‘Give a boost to R&D, science’

Former Chief Justice of India M.N. Venkatachaliah receiving an honorary doctorate at the Rani Chennamma University convocation in Belgaum on Saturday.— PHOTO: D.B. PATIL

Former Chief Justice of India M.N. Venkatachaliah receiving an honorary doctorate at the Rani Chennamma University convocation in Belgaum on Saturday.— PHOTO: D.B. PATIL  

At least 1 per cent of GDP should be spent on this: Venkatachaliah

The former Chief Justice of India M.N. Venkatachaliah has stressed the need to spend at least one per cent of the Gross Domestic Product (GDP) every year on research and development (R&D) and promotion of science.

He was speaking at the Rani Chennamma University (RCU) convocation, which was held on Visvesvaraya Technological University’s Jnana Sangama campus here on Saturday.

Universities are expected to be intellectual powerhouses to provide scientific, intellectual and technological backup for industrial and economic growth, Mr. Venkatachaliah said.


There are three imperatives that need to be met to ensure that India sustains its level as a “middle-income emerging market economy”.

First, 15 to 20 per cent of the population between 18 and 24 years of age must be in universities, which would require another 750 new universities. Where do we find eminent Vice-Chancellors, scientists and professors of calibre to man them?

Secondly, one per cent of the country’s GDP should be spent on R&D activities and the promotion of science. Lastly, private sector-led R&D must also spend one per cent of the GDP on the same purpose, which could account for Rs. 8,000 crore a year.

“All three limbs of this tripod are non-existent at present, which is a matter of concern,” he observed.


Mr. Venkatachaliah said the 21st century was poised to witness stunning changes. It would be a century of new biology, new medicine and technology, which would change the face of everything under the sun.

Only nations capable of handling these changes would survive, he added.

“Today, the world is divided not by ideology but technology. A small part of the world, comprising some 15 per cent of the global population, provides nearly all the technological innovations. Nearly half the global population adopts these innovations for production and consumption, while the remainder is technologically disconnected.”

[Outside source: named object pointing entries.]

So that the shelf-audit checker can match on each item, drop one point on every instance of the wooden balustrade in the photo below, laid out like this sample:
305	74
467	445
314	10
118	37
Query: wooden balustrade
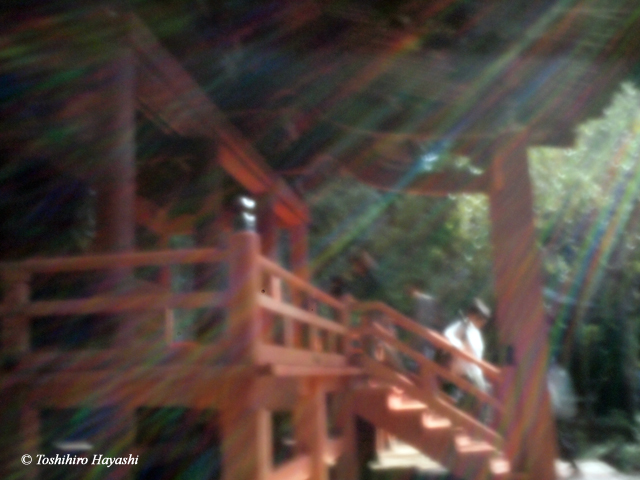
312	324
279	317
18	308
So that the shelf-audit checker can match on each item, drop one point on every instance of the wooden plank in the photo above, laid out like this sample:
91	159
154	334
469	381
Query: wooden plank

When asked ‘can a legal system impose upon an individual the burden of personal sacrifice, so as to ensure opportunity to others?’ he quoted English judge Leslie Scarman: “‘It is a platitude that society must be just. But what, in the context of a plural society, do we mean by justice? Are we seeking justice as between groups? Or do we remain true to our western philosophy, that what ultimately matters is the right and duty of the individual human being, and that justice under the law’… as is inscribed over the portico of the U.S. Supreme Court building? Clearly we desire both justice as between groups and equal justice under the law for every one of us. The dilemma of a plural society is that it is not always possible to achieve both. How, then, does one regulate justly, the clash of interests between the group and the individual?” Mr. Venkatachaliah said.

“No one but an obstinate fanatic will assert that for the good of Indian society the corruptions that perpetuate defects should be preserved. Social institutions exist for man, not vice versa. Institutions which deny this fact of human nature either break down more or less violently, or else decay gradually into ineffectiveness. The great message in our Constitution is to achieve a social revolution without bloodshed. Unfortunately, we seem to have only bloodshed and no social revolution; a feudal society, grimly struggling to be reborn into an egalitarian, modern industrial society,” he added.

RCU Vice-Chancellor B.R. Ananthan welcomed the gathering and conferred honorary degrees on Mr. Venkatachaliah and nine others. Among those present were RCU Registrars Vishnukant Chatapalli and J.G. Naik (Evaluation).

‘This century is poised to witness change;

only nations capable of handling it can survive’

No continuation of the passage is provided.